Into the Storm
After I saw “Into the Storm” this summer, I dismissed it as forgettable entertainment, but apparently I was even more spot-on in this assessment than I thought. When I was looking over titles in deciding what new video to write about this week, I literally couldn’t remember if I’d seen it or not.
That doesn’t mean it’s bad. It’s a perfectly agreeable special effects-heavy disaster thriller, with a few spectacular scenes as a major tornado event rips through a fictional Midwestern town. The characters are flat and uninteresting, and exist merely as the audience’s stand-ins as they bear witness to the unfolding spectacle.
To say the movie borrows from 1997’s “Twister” is an understatement; this is essentially an unauthorized remake. A team of stormchasers cruises around in a specially modified vehicle that is tornado-proof — we’ll see about that! — to capture the storm for posterity, scientific data and social media dap. Soon they’re in over their heads and debris is flying around everywhere.

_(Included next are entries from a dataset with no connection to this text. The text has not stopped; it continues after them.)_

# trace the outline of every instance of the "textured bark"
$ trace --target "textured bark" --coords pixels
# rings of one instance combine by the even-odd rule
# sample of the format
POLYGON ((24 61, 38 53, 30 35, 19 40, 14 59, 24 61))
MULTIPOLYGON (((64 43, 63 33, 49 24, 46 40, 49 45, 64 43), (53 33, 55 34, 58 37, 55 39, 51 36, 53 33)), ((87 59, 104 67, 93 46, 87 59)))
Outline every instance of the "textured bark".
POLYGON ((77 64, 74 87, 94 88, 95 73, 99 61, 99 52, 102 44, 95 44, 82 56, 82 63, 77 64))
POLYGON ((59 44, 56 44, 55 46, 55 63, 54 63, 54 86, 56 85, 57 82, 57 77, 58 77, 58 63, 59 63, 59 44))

This is part of the “found-footage” style of filmmaking, in which the characters are using video cameras to record what happens to them in real time. It’s a nice gimmick, but sometimes you wonder why people don’t put down their camcorders to help their fellows in need.
Matt Walsh and Sarah Wayne Callies play the clashing leaders of the storm team; Richard Armitage is the vice principal of the local high school given to derring-do; Max Deacon and Nathan Kress play his video-happy sons; and Alycia Debnam Carey is the obligatory cute girl.
“Into the Storm” is the cinematic equivalent of fast food: quick, cheap, tasty and soon evacuated from mind and body.
DVD extras are limited to a single making-of featurettes, “Fake Storms: Real Conditions.” Upgrade to the Blu-ray combo pack and you add two more, “Into the Storm: Tornado Files” and “Titus: The Ultimate Chasing Vehicle.”